When Lev and his friends loot the corpse of a German paratrooper who falls near their apartment building, he is arrested and thrown into prison expecting to face the firing squad in the morning. (With the military overwhelmed and the police ranks decimated, there is no time for due process in Leningrad). Lev and his cellmate, Kolya, a handsome soldier who deserted his unit, are spared death for a very absurd mission: find a dozen eggs to make a wedding cake for the daughter of a Russian colonel, whose family thrives while the city around him starves.
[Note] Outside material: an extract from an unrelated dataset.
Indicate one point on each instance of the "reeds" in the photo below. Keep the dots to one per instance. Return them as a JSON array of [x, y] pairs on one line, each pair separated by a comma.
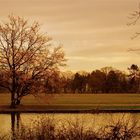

The mission takes Lev and Kolya all over the city, where they encounter black marketeers and a couple whose hunger has driven them to extremely gruesome measures. Eventually, they head outside the city into German-held territory, and the quest for eggs becomes entwined with a life and death struggle against the enemy. Lev and Kolya join forces with Russian partisans intent on killing the leader of a Nazi death squad which has burned villages, turned teenage girls into prostitutes and murdered hundreds of innocent men, women and children. The climactic confrontation is tense and thrilling.
City of Thieves, by David Benioff, is historical fiction that gives readers a look into what life was like during the siege of Leningrad, one of the most famous conflicts of WWII. While following Lev and Kolya on their search for eggs, you will learn about Russian military tactics, the barbarity of the German invaders and the callousness of soldiers on both sides of the conflict. You will witness the inhumanity of war.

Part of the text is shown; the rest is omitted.